ICM itself talked to four potential buyers before going with MMX’s offer, according to ICM.
Lawley, who’s quitting the company, will become MMX’s largest shareholder following the deal, with about 15% of the company’s shares. Five other senior managers, as well as ICM investor and back-end provider Afilias, will also get stock.
Combined, ICM-related entities will own roughly a quarter of MMX after the deal closes, Hall said.
ICM, with its high-price domains and pre-2012 early-mover advantage, is the much more profitable company.
It had sales of $7.3 million and net income of $3.5 million in 2017, on approximately 100,000 registrations.
Compared to MMX, that’s about the same amount of profit on about half the revenue. It just reported 2017 profit of $3.8 million on revenue of $14.3 million.
There’s doesn’t seem to be much need or desire to start swinging the cost-cutting axe at ICM, in other words. Jobs appear safe.
“This isn’t a business in any way that is in need of restructuring,” Hall said.
He added that he has no plans to ditch Afilias as back-end registry provider for the four gTLDs. MMX’s default back-end for the years since it ditched its self-hosted infrastructure has been Nominet.
The deal reduces MMX’s exposure to the volatile Chinese market, where its .vip TLD has proved popular, accounting for over half of the registry’s domains under management.

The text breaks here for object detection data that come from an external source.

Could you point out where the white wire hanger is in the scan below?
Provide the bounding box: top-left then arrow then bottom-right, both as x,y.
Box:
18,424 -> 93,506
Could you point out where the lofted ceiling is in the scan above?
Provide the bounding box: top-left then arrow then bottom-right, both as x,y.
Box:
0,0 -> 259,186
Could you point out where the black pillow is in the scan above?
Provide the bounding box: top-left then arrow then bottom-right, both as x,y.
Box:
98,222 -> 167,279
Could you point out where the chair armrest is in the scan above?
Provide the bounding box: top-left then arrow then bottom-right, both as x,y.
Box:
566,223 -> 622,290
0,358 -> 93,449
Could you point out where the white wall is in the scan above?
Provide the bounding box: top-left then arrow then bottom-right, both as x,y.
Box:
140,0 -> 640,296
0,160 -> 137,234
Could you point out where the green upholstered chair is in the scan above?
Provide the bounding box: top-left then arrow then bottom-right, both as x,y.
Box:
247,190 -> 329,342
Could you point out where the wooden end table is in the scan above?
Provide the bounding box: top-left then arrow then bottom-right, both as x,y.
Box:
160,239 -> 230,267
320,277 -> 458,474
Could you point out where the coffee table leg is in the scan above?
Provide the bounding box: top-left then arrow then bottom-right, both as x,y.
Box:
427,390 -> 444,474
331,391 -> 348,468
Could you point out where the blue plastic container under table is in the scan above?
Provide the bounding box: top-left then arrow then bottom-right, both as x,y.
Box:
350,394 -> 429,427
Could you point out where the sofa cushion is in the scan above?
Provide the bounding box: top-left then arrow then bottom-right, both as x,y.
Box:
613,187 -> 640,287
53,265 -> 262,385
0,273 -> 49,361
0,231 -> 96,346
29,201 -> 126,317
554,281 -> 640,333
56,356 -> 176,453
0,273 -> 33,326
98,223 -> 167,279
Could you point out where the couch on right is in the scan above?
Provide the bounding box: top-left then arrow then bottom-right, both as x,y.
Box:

It also gives MMX ownership of ICM’s potentially lucrative portfolio of reserved premium names.
There are over 9,700 of these, with a combined buy-now price of just shy of $135 million.
I asked Hall whether he had any plans to get these names sold. He laughed, said “the answer is yes”, and declined to elaborate.
ICM currently has a sales staff of three people, he said.
“It’s a small team, but their track record is exceptional,” he said.
The company’s record, I believe, is sex.xxx, which sold for $3 million. It has many six-figure sales on record. Premiums renew at standard reg fee, around $60.
With the ICM deal, MMX has recast itself after a year of uncertainty as an acquirer rather than an acquisition target.
While many observers — including yours truly — had assumed a sale or merger were on the cards, MMX has gone the other route instead.
It’s secured a $3 million line of credit from its current largest shareholder, London and Capital Asset Management Ltd, “to support future innovation and acquisition orientated activity”.
That’s not a hell of a lot of money to run around snapping up rival gTLDs, but Hall said that it showed that investors are supportive of MMX’s new strategy.
So does this mean MMX is going to start devouring failing gTLDs for peanuts? Not necessarily, but Hall wouldn’t rule anything out.
“Our long-term strategy is ultimately based around being an annuity-based business,” he said. He’s looking at companies with a “strong recurring revenue model”.
About 78% of ICM’s revenue last year came from domain renewals. The remainder was premium sales. For MMX, renewal revenue doubled to $4.8 million in 2017, but that’s still only a third of its overall revenue (though MMX is of course a less-mature business).
So while Hall refused to rule out looking at buying up “struggling” gTLDs, I get the impression he’s not particularly interested in taking risks on unproven strings.
“You can never say never to any opportunity,” he said. “If we come across and asset and for whatever reason we believe we can monetize it, it could become an acquisition target.”
The acquisition is dependent on ICANN approving the handover of registry contracts, something that doesn’t usually present a problem in this kind of M&A.